Around £130,000 has been raised since June when people were given the chance to own a stake in the building, that has played a central role in the village for over 350 years.
Investors have come from places as far away as Australia, Florida and Venezuela.
The Government listing granted an extension on the period of time, from six weeks to six months, during which the community could submit a formal bid to buy the pub.
"We are desperate to keep the pub open," said resident Bee West. "If the pub stops being a pub, we fear it'll never return."
The Tally Ho Inn has already won support from Totnes MP Dr Sarah Wollaston and on Monday re-launched its share scheme – reducing shares from £1,000 to £250.
Campaign spokesman Ali Thomas said: "This will make it possible for a wider range of supporters to help preserve this local treasure for future generations and have the thrill of being part owner of a traditional pub." Dr Wollaston said: "This is a fantastic opportunity to be a part of a wonderful community scheme."

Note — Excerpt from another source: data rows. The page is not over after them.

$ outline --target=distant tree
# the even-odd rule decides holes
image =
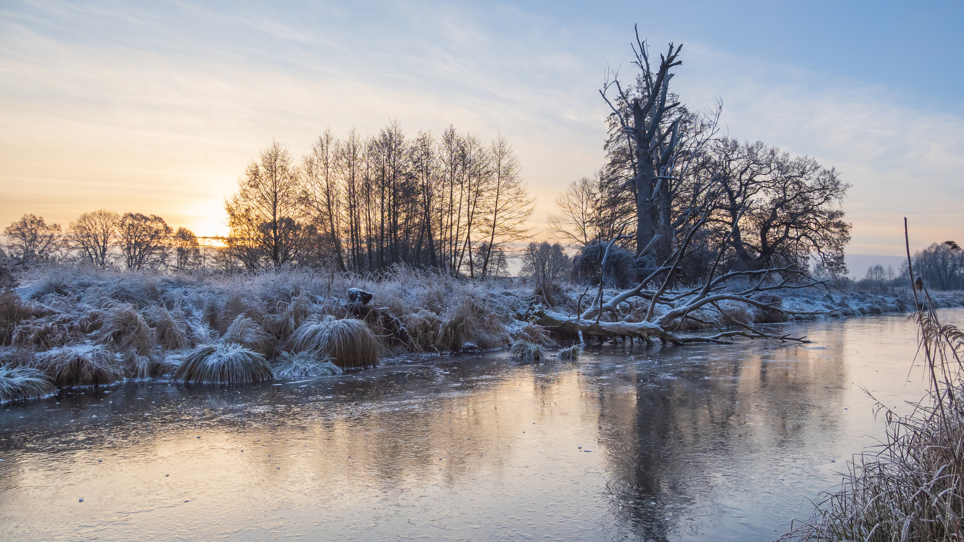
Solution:
[[[67,234],[71,248],[94,265],[107,265],[107,254],[115,244],[120,221],[120,215],[107,209],[80,215],[67,228]]]
[[[887,280],[887,270],[881,264],[871,265],[867,269],[867,275],[864,277],[868,281],[873,281],[875,283],[883,283]]]
[[[522,273],[532,277],[535,293],[549,305],[555,303],[557,283],[569,271],[570,265],[571,260],[559,243],[529,243],[522,253]]]
[[[492,142],[492,176],[485,186],[481,237],[485,251],[480,275],[489,274],[493,252],[502,251],[510,243],[529,237],[531,228],[525,221],[532,216],[534,198],[529,197],[520,176],[519,158],[501,134]],[[496,271],[497,273],[497,271]]]
[[[225,201],[228,253],[249,269],[294,263],[307,250],[312,230],[301,221],[301,179],[291,153],[272,142],[252,160],[238,191]]]
[[[934,243],[914,255],[914,274],[932,289],[961,287],[959,267],[956,251],[946,243]]]
[[[61,227],[47,224],[43,217],[24,214],[4,230],[10,255],[23,261],[50,257],[61,246]]]
[[[172,230],[156,214],[124,213],[118,223],[118,244],[128,269],[164,263]]]
[[[549,215],[549,231],[554,237],[577,248],[608,237],[603,226],[602,193],[599,174],[573,181],[555,199],[558,214]]]
[[[171,247],[177,269],[194,269],[201,265],[201,243],[194,231],[183,226],[178,228],[171,236]]]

The campaign received a welcome offer recently when the Architectural Heritage Fund agreed to lend £100,000 to help buy the pub.
Mike Thomas, campaign chairman, said: "The aim is not to borrow any money at all, but gaining the approval of the AHF should prove very useful in showing that the project is able to stand up to the detailed scrutiny of a professional organisation."

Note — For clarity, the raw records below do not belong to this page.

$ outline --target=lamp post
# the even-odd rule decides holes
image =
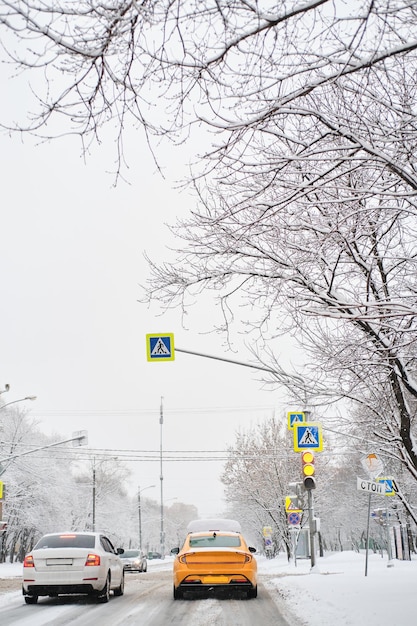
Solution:
[[[139,523],[139,550],[142,550],[142,508],[141,508],[141,502],[140,502],[140,494],[142,493],[142,491],[145,491],[145,489],[151,489],[152,487],[155,487],[155,485],[149,485],[148,487],[144,487],[143,489],[140,489],[138,487],[138,523]]]
[[[1,391],[0,393],[4,393],[4,391]],[[6,406],[10,406],[11,404],[15,404],[16,402],[24,402],[25,400],[36,400],[36,398],[37,396],[25,396],[24,398],[20,398],[19,400],[12,400],[11,402],[6,402],[6,404],[2,404],[0,406],[0,411],[2,409],[5,409]]]
[[[161,558],[165,558],[165,537],[164,537],[164,475],[162,472],[162,426],[164,424],[164,408],[163,397],[161,396],[161,406],[159,410],[159,424],[160,424],[160,481],[161,481]]]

Residents are fighting to save the hub as part of a wider aim to preserve local heritage. Ms West added: "Village life is all about celebrating the lives of individuals. We would love the pub to reopen and have the community celebrating its people again."
The Campaign for Real Ale (CAMRA) is running a scheme called #ListYourLocal which aims to get 300 pubs listed as assets of community value.
Mike Benner, CAMRA chief executive said: "By listing their local, communities are ensuring that if the pub is under threat in the future, there is a much-needed extra layer of protection which 'stops the clock' should it be put up for sale."